An ordinary deck of $52$ playing cards is randomly divided into $4$ piles of $13$ cards each. Compute the probability that each pile has exactly one ace.
The answer provided is is $(39*26*13)/(51*50*49) \approx 0.105$
The above answer uses conditional probability, but I would like to know what's wrong with my reasoning:
Call the four piles of partitions $1$, $2$, $3$, and $4$.
- For partition $1$, there are ${4 \choose 1}$ ways to choose which ace the partition will contain. Then, there are ${48\choose 12}$ ways to choose the remaining $12$ cards, as we cannot choose any other aces.
- For partition $2$, there are ${3\choose 1}$ ways to choose which ace the partition will contain. Then, there are ${36\choose 12}$ ways to choose the remaining $12$ cards, as there are only $36$ non-ace cards left.
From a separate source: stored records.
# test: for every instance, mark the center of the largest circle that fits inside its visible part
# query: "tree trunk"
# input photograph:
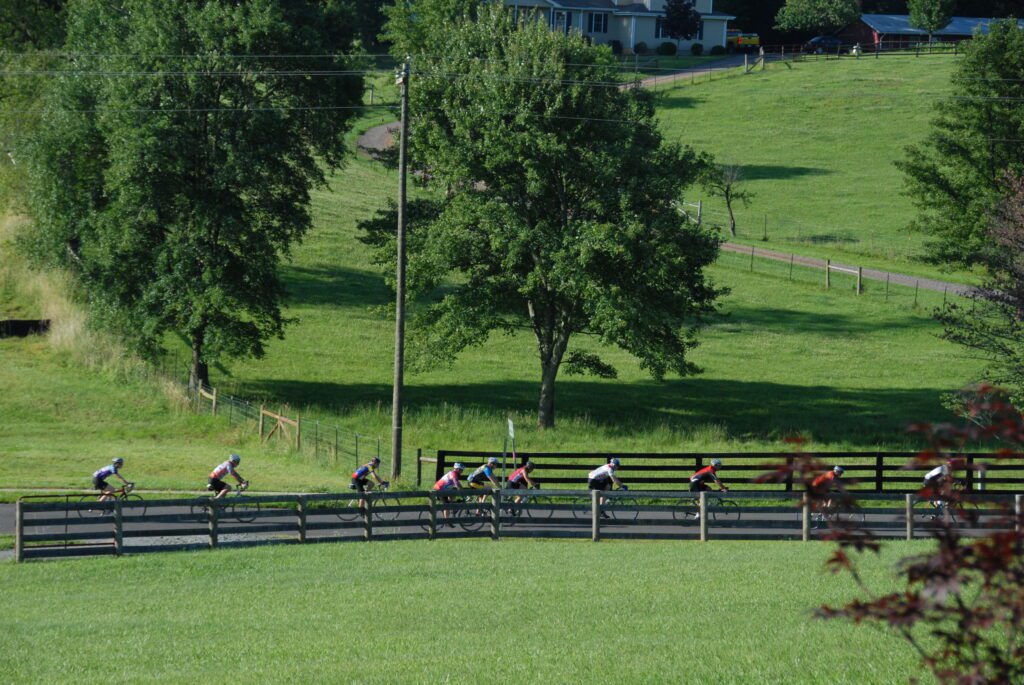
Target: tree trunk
(200, 374)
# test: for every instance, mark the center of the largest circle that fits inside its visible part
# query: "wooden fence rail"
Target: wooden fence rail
(865, 471)
(56, 529)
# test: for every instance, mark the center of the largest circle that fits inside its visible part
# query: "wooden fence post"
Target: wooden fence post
(18, 531)
(704, 515)
(496, 515)
(805, 520)
(212, 513)
(433, 515)
(118, 528)
(909, 516)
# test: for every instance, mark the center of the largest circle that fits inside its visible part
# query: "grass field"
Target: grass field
(456, 612)
(817, 143)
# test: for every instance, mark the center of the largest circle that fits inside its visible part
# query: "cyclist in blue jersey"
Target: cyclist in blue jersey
(99, 478)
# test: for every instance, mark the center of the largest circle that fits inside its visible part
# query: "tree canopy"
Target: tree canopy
(817, 14)
(554, 208)
(173, 168)
(956, 176)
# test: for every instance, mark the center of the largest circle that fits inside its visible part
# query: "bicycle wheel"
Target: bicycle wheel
(723, 510)
(93, 512)
(243, 510)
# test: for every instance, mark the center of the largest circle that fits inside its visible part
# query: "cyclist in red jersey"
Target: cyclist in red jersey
(698, 481)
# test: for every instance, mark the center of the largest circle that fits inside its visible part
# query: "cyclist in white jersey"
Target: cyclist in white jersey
(216, 482)
(99, 478)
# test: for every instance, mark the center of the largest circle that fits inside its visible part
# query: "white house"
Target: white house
(628, 23)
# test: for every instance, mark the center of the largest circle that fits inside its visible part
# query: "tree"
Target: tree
(554, 206)
(173, 169)
(931, 15)
(817, 14)
(725, 180)
(992, 325)
(682, 20)
(956, 177)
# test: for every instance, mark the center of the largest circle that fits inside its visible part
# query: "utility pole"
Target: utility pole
(399, 308)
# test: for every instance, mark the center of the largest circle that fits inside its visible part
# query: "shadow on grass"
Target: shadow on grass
(750, 410)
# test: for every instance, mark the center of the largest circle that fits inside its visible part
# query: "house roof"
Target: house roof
(900, 24)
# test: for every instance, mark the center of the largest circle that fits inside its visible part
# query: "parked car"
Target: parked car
(737, 41)
(822, 44)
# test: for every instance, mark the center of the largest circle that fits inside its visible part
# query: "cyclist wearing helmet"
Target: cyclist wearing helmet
(217, 483)
(484, 474)
(361, 475)
(698, 481)
(602, 477)
(99, 478)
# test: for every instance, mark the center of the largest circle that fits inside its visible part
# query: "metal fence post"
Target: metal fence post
(212, 513)
(805, 520)
(18, 531)
(702, 512)
(909, 516)
(118, 528)
(433, 515)
(496, 515)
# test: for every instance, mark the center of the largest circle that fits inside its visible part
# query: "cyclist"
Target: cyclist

Following similar reasoning for partitions $3$ and $4$, we find that there are ${2\choose 1}{24 \choose 12}$ and ${1\choose 1}{12 \choose 12} = 1$ ways to form those hands.
Therefore, my probability is given by
$$\frac{4 \cdot {48\choose 12} + 3\cdot{36\choose 12} + 2\cdot{24\choose 12}}{{52\choose 13}{39\choose 13}{26\choose 13}} \not \approx 0.105$$
The denominator is the number of ways to choose the cards in each hand without any constraints.
I am not sure what is wrong with my computation.
Best Answer
You were close. You just have to multiply the possibilities in the numerator: $$\frac{4 \cdot {48\choose 12} \cdot 3\cdot{36\choose 12} \cdot 2\cdot{24\choose 12}}{{52\choose 13}{39\choose 13}{26\choose 13}} \approx 0.105$$